Both candidates said they want to preserve Social Security, and both claimed to be committed to protecting health coverage for people with pre-existing medical conditions.

Wallace said Fitzpatrick’s record shows his true partisan colors.

“Brian Fitzpatrick voted for the tax bill which, as Donald Trump said, cut the heart out of the Affordable Care Act, the repeal of the individual mandate,” Wallace said.

It’s true the tax bill effectively ended the personal mandate, and Wallace cited three procedural votes in which he said Fitzpatrick could have stood up for patients with pre-existing conditions, and didn’t.

A Washington Post analysis of that charge found those votes didn’t carry much weight and that Fitzpatrick’s vote against the repeal of Obamacare was far more important. In that case, Fitzpatrick went against President Trump and his party’s leaders on a close and important vote.

Declaring his independence

The Obamacare vote raises a key Fitzpatrick selling point – his independence, which he said was recognized in a national survey by the nonpartisan Lugar Center.

“You have the number one most independent congressman in the nation, that has managed to get both the AFL-CIO Working Families Endorsement, and the Chamber of Commerce,” Fitzpatrick said.

Fitzpatrick repeatedly cited his membership in the 48-member Problem Solvers Caucus in Congress (24 from each party), which has bi-partisan proposals on gun control, Social Security and other issues.

Wallace said that’s just talk.

“We have someone who says he’s a problem solver, but votes with Donald Trump 84, 85 percent of the time,” Wallace said.

Many Democrats say in this political climate, the single most important thing to consider about Fitzpatrick is his party.
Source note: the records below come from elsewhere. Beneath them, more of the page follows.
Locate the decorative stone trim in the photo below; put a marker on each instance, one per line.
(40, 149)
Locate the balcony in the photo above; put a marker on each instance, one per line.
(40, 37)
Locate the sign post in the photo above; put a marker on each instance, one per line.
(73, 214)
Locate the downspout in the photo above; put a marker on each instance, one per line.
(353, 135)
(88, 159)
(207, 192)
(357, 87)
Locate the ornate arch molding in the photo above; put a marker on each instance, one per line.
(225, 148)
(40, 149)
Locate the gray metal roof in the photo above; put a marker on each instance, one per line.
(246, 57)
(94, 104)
A vote for a Republican Speaker in January will ensure Republican control of committee assignments and the flow of legislation, they say, preventing measures of interest to Democrats from ever reaching a vote.

Fitzpatrick said all 48 members of the Problem Solvers Caucus have committed to voting only for a Speaker who’ll sign on to a set of reforms called the “Break the Gridlock” package, intended to democratize the house.
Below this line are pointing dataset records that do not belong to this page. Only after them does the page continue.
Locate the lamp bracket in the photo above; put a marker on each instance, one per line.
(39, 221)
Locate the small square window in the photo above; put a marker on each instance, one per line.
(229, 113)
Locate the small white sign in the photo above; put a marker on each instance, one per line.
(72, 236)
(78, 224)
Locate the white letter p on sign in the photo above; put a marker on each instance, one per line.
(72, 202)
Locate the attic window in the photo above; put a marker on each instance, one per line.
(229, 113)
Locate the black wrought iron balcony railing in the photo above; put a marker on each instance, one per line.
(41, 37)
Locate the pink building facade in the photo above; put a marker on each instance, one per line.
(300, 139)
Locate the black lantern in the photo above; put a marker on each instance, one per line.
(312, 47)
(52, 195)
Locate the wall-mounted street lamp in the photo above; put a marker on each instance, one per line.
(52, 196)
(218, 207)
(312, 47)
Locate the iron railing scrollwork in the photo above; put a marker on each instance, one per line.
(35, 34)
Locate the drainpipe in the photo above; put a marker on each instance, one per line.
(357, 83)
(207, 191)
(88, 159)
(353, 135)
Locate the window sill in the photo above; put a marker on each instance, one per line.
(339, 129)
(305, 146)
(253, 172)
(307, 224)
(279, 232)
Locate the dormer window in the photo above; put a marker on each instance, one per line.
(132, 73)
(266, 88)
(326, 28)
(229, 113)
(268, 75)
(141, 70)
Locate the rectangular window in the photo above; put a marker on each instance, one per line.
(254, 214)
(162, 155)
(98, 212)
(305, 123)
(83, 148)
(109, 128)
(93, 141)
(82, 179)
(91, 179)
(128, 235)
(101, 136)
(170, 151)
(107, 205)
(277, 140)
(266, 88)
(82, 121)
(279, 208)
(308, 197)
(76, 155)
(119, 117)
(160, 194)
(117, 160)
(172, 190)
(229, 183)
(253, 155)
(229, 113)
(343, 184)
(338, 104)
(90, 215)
I asked Fitzpatrick what he’ll do if no Republican candidate for Speaker will commit to the package.

“And there’s a centrist Democrat who agrees to it? Yes, that’s a commitment we made as a caucus,” Fitzpatrick said, saying he would vote for a Democrat in those circumstances.

And what if no candidate from either party will commit to the rules?
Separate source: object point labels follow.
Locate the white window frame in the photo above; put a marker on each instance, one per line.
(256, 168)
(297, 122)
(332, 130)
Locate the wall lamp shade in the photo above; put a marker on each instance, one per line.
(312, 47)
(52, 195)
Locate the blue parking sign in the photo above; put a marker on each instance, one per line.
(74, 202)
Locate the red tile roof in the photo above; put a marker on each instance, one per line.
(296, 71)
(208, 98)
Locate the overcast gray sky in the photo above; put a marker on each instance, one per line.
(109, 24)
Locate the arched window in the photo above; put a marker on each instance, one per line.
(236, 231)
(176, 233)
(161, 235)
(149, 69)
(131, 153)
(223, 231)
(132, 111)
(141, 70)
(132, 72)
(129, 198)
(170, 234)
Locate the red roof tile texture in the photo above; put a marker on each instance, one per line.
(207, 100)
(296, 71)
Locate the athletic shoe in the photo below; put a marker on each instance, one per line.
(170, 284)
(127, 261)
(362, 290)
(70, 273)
“Well, we’re going to find someone,” Fitzpatrick said. “There’s no point in being in an institution that’s broken. We’ve got to fix the system.”

It’s been an expensive race. Wallace has invested more than $8 million of his family fortune into the campaign.

National Republican groups have spent almost as much helping Fitzpatrick, generating some of the harshest personal attacks of the campaign.

Polls show the race is close in a district that two years ago elected Fitzpatrick, the Republican, but also narrowly went for Hillary Clinton over Donald Trump.